Evidemment tous les personnages ont ces allures des acteurs du muet, leurs costumes, leurs postures exagérées, et virevoltent sur le « plateau » dans un tourbillon fidèle à la prouesse de Rossini. Décor fixe dans le fond, puis orchestre et artistes devant l’orchestre pour une vraie représentation qui mêle coulisses, accessoires, et acteurs, chaque gros plan étant cinématographiquement choisi. Machine à coudre pour Sofia qui confectionne les costumes, rideau qui la cache puis se tire en permanence quand elle doit chanter, Filiberto transformé en drag queen, et plein de trouvailles divertissantes que je n’ai pas eu le temps de noter !

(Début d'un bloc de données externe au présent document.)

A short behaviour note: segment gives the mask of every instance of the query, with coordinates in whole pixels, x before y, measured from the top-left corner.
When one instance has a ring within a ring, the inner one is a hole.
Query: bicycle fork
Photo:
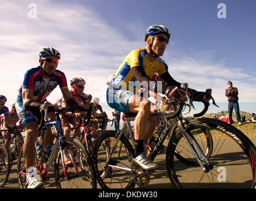
[[[202,171],[204,173],[207,173],[210,170],[212,170],[212,164],[209,161],[208,158],[206,156],[194,136],[191,133],[191,131],[189,128],[189,125],[187,121],[185,119],[180,119],[177,121],[177,126],[182,131],[183,136],[186,139],[187,143],[195,156],[198,163],[202,167]],[[197,149],[201,155],[201,157],[200,157],[197,153]]]

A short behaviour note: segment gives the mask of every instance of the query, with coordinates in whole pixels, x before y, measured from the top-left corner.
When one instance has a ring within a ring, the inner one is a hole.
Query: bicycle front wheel
[[[9,152],[5,146],[0,144],[0,187],[6,183],[10,171]]]
[[[209,160],[213,168],[206,173],[199,164],[188,165],[174,157],[178,147],[187,147],[187,152],[192,152],[187,141],[182,139],[182,132],[177,132],[172,137],[166,151],[167,171],[173,186],[255,188],[256,149],[250,140],[240,130],[221,121],[202,118],[190,122],[192,130],[203,133],[206,129],[211,133],[212,151]],[[189,157],[192,158],[192,155]],[[183,156],[186,157],[185,155]]]
[[[133,148],[122,136],[117,143],[115,131],[103,132],[93,151],[96,175],[102,188],[133,188],[131,175]],[[116,145],[116,149],[113,149]]]
[[[95,188],[96,177],[92,161],[81,143],[75,138],[66,138],[66,148],[72,163],[62,163],[59,149],[54,165],[56,185],[62,188]]]

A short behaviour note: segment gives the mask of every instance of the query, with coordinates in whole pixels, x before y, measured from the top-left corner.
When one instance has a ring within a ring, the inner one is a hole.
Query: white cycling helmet
[[[100,99],[97,97],[95,97],[93,100],[98,104],[100,102]]]
[[[39,53],[39,57],[40,58],[45,58],[47,56],[54,56],[57,57],[59,60],[61,58],[61,53],[58,50],[52,47],[44,48]]]

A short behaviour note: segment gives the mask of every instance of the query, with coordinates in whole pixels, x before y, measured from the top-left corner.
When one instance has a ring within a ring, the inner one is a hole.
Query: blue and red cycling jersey
[[[57,85],[59,85],[61,89],[67,88],[65,74],[60,70],[56,70],[48,80],[44,79],[42,75],[42,70],[40,66],[26,71],[19,95],[22,97],[22,89],[32,89],[33,90],[32,99],[41,102],[45,100]]]
[[[9,109],[6,106],[3,107],[2,109],[0,109],[0,115],[2,114],[9,114]]]

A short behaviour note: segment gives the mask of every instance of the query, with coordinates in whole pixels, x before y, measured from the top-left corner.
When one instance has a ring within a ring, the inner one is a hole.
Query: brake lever
[[[219,107],[218,106],[217,106],[214,99],[213,99],[213,97],[212,96],[212,89],[207,89],[206,90],[206,99],[211,99],[212,100],[212,104],[214,104],[215,106]]]
[[[48,117],[48,104],[47,101],[45,101],[44,103],[44,121],[45,122],[47,121],[47,117]]]

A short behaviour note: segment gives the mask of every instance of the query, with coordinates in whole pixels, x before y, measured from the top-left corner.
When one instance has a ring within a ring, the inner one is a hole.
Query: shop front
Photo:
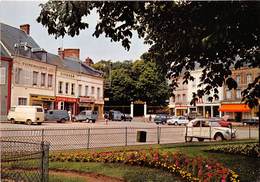
[[[90,96],[79,97],[79,112],[83,110],[94,110],[95,98]]]
[[[56,97],[55,108],[59,110],[67,110],[70,111],[72,115],[76,115],[78,113],[77,103],[77,98]]]
[[[44,110],[50,110],[54,108],[55,97],[46,95],[30,95],[31,106],[42,106]]]
[[[229,119],[240,122],[242,119],[250,119],[254,116],[254,111],[251,110],[248,105],[233,103],[233,104],[221,104],[219,111],[222,115],[228,115]]]

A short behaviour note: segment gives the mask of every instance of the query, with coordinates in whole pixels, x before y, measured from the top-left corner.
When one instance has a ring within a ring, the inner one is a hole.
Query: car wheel
[[[217,134],[214,138],[216,141],[222,141],[224,139],[222,134]]]
[[[14,118],[12,118],[10,121],[11,121],[12,124],[15,124],[15,123],[16,123],[16,121],[14,120]]]
[[[203,142],[203,141],[204,141],[204,138],[198,138],[198,141],[199,141],[199,142]]]
[[[32,120],[27,119],[26,124],[27,124],[27,125],[31,125],[31,124],[32,124]]]
[[[193,139],[192,137],[188,137],[188,136],[186,137],[187,142],[192,142],[192,139]]]

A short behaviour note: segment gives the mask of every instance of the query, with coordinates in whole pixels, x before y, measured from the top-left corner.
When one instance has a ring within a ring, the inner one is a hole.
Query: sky
[[[46,2],[46,1],[45,1]],[[0,22],[19,28],[22,24],[30,24],[30,35],[46,51],[57,54],[58,48],[79,48],[80,58],[90,57],[94,62],[100,60],[124,61],[137,60],[149,48],[139,39],[137,34],[133,35],[129,51],[125,50],[120,42],[111,42],[109,38],[92,36],[97,15],[89,17],[89,29],[82,30],[79,36],[65,36],[63,39],[55,39],[49,35],[47,28],[36,21],[40,14],[39,4],[43,1],[6,1],[0,3]]]

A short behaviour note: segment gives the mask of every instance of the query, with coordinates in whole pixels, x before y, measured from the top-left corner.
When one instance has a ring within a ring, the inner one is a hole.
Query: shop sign
[[[55,101],[55,97],[46,95],[31,95],[31,100],[38,101]]]
[[[95,98],[94,97],[80,97],[79,98],[79,102],[95,102]]]
[[[144,104],[144,101],[136,100],[136,101],[134,101],[134,104]]]
[[[56,102],[77,102],[77,98],[70,98],[70,97],[56,97]]]

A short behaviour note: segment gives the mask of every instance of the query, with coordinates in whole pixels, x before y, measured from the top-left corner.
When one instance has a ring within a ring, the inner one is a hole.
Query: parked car
[[[258,125],[259,120],[257,118],[243,119],[242,123],[243,125]]]
[[[86,121],[86,122],[92,122],[95,123],[98,118],[98,112],[92,111],[92,110],[84,110],[81,111],[78,115],[74,116],[72,118],[72,121]]]
[[[41,106],[17,106],[12,107],[7,115],[11,123],[26,123],[31,125],[42,124],[44,121],[44,111]]]
[[[45,121],[57,121],[57,123],[65,123],[70,120],[68,111],[66,110],[48,110],[45,113]]]
[[[230,121],[225,121],[222,118],[213,118],[213,119],[214,119],[214,121],[218,122],[220,124],[220,126],[222,126],[222,127],[231,128],[231,126],[232,126],[232,123]]]
[[[123,113],[122,117],[123,117],[122,119],[124,121],[132,121],[132,119],[133,119],[130,114],[125,114],[125,113]]]
[[[109,119],[112,121],[124,120],[124,114],[117,110],[109,111]]]
[[[168,125],[186,125],[188,122],[189,120],[185,116],[176,116],[167,120]]]
[[[167,114],[156,114],[154,117],[154,122],[156,124],[166,124],[169,116]]]
[[[222,127],[214,120],[210,119],[194,119],[187,124],[186,140],[191,142],[193,138],[198,141],[204,139],[213,139],[217,141],[230,140],[235,138],[236,130],[231,130],[227,127]]]

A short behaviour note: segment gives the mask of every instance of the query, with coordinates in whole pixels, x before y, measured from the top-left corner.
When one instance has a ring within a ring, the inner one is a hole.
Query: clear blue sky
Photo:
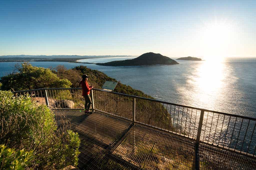
[[[0,55],[256,56],[255,0],[4,0],[0,23]]]

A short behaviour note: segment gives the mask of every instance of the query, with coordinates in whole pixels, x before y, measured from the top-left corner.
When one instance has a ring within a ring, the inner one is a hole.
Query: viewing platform
[[[68,120],[81,140],[80,169],[256,169],[256,119],[93,89],[26,93]]]

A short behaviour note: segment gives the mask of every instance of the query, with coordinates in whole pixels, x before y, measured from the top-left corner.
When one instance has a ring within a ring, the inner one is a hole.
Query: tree
[[[64,66],[59,65],[57,66],[55,69],[56,71],[53,71],[54,73],[60,79],[66,79],[68,80],[72,85],[71,87],[72,88],[77,88],[80,87],[79,82],[81,78],[80,72],[78,70],[73,69],[67,69]]]
[[[33,66],[24,62],[21,67],[16,66],[17,71],[1,78],[1,89],[15,91],[42,88],[68,88],[71,83],[61,79],[49,69]]]

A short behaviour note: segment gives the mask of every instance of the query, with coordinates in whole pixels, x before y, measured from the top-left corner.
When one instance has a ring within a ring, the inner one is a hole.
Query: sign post
[[[117,84],[117,82],[106,81],[102,86],[102,88],[103,90],[108,91],[112,91],[114,90]]]

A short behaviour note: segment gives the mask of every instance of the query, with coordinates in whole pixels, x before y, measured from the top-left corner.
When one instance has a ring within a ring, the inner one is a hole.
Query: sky
[[[256,1],[0,1],[0,56],[256,56]]]

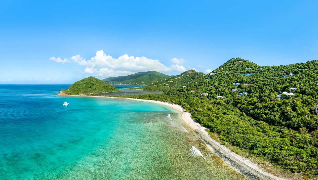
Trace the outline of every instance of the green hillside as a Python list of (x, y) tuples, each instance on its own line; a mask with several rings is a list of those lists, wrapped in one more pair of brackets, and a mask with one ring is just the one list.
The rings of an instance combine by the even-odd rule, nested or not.
[(222, 143), (236, 146), (233, 150), (318, 177), (318, 60), (260, 67), (232, 59), (197, 76), (186, 85), (166, 86), (162, 94), (130, 97), (182, 105)]
[(147, 85), (169, 77), (155, 71), (140, 72), (126, 76), (107, 78), (103, 81), (111, 85), (131, 84)]
[(107, 93), (120, 91), (103, 81), (91, 76), (75, 82), (66, 90), (61, 91), (70, 95)]

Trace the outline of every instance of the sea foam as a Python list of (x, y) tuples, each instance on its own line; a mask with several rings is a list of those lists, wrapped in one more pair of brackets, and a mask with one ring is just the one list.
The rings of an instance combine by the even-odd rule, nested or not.
[(203, 155), (201, 154), (201, 152), (196, 148), (194, 146), (191, 146), (191, 149), (189, 149), (190, 153), (190, 155), (192, 156), (201, 156), (204, 159), (206, 159), (203, 157)]
[(175, 122), (173, 122), (173, 121), (172, 121), (172, 120), (171, 119), (171, 118), (170, 117), (170, 114), (168, 114), (168, 115), (166, 117), (167, 118), (168, 118), (168, 119), (169, 119), (169, 120), (171, 121), (169, 122), (170, 123), (170, 124), (171, 124), (171, 126), (172, 126), (172, 127), (176, 127), (177, 128), (180, 128), (180, 130), (181, 130), (183, 132), (185, 132), (186, 133), (188, 132), (188, 131), (187, 130), (187, 129), (185, 129), (185, 128), (184, 127), (182, 126), (181, 125), (178, 124), (176, 123)]
[(169, 120), (172, 120), (171, 119), (171, 117), (170, 117), (170, 114), (168, 114), (168, 115), (167, 116), (167, 117), (168, 118), (168, 119), (169, 119)]
[(188, 131), (187, 131), (187, 130), (185, 129), (185, 128), (184, 127), (182, 126), (181, 126), (181, 131), (183, 131), (184, 132), (185, 132), (186, 133), (188, 132)]

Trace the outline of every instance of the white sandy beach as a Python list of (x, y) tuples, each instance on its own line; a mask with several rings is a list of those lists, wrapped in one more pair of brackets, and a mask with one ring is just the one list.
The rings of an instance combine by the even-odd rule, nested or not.
[[(94, 97), (92, 96), (79, 95), (75, 96), (87, 96)], [(96, 96), (95, 97), (111, 98), (123, 98), (135, 100), (149, 102), (153, 103), (163, 105), (174, 109), (179, 112), (181, 114), (180, 119), (187, 126), (191, 129), (196, 131), (200, 136), (202, 140), (206, 144), (207, 146), (211, 150), (218, 154), (220, 157), (224, 159), (226, 162), (232, 166), (251, 179), (261, 180), (283, 180), (287, 179), (275, 176), (272, 174), (265, 172), (260, 169), (255, 163), (243, 158), (243, 157), (232, 151), (224, 146), (211, 138), (208, 133), (205, 131), (206, 128), (201, 126), (195, 120), (191, 118), (191, 114), (185, 112), (180, 106), (159, 101), (134, 99), (126, 98), (116, 98), (109, 97)]]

Côté chant, on frise la perfection. 



La jeune Emily Pogorelc (23 ans) joue et chante avec un tel talent qu’on reste ébahi devant sa performance style comédie musicale parfaitement en phase tout à la fois avec la mise en scène et avec le difficile rôle que lui a écrit Rossini, avec son côté ingénu style « Mary Pickford », elle mène résolument sa « partie » (et son destin) sans se laisser (ni nous laisser) le temps de souffler. Son « grand » air « Ah, donate il caro sposo », ce magnifique air que la soprano chante à son tuteur tout en pensant clairement à son amant, déborde de virtuosité et de joie de vivre communicative. Elle emmène tous les duos de sa gouaille juvénile et ses partenaires sont littéralement entrainés dans le tourbillon (rossinien) des performances vocales et scénique de la jeune femme.

Il faut tous les citer au tableau d’honneur, le tuteur Gaudenzio de Misha Kiria, le père de Paolo Bordogna (vu quelques jours avant en direct du San Carlo dans Il Turco in Italia), le Filiberto d’Edwin Crossley-Mercer (quelle allure !), le Florville de Josh Lovell, la Marianna d’Eliza Boom et même le rôle plus en retrait du fils assuré par Andres Agudelo.

Notons un très beau duo « Io danari vi darò! » en début d’opéra entre Florville et Filiberto (on est vraiment très loin des versions concerts figées ou des mauvaises mises en scène qui ne permettent pas aux artistes de s’éclater sur scène), et un final renversant le « Finale Ebben, ragion, dovere » chantés ensemble par Gaudenzio, Bruschino, Florville, Sofia, Marianna, Filiberto et Bruschino fils.

Cette représentation réjouissante est encore visible pendant un petit mois sur le site du BSO en VOD, disponible pour la modique somme de 9,90 euros.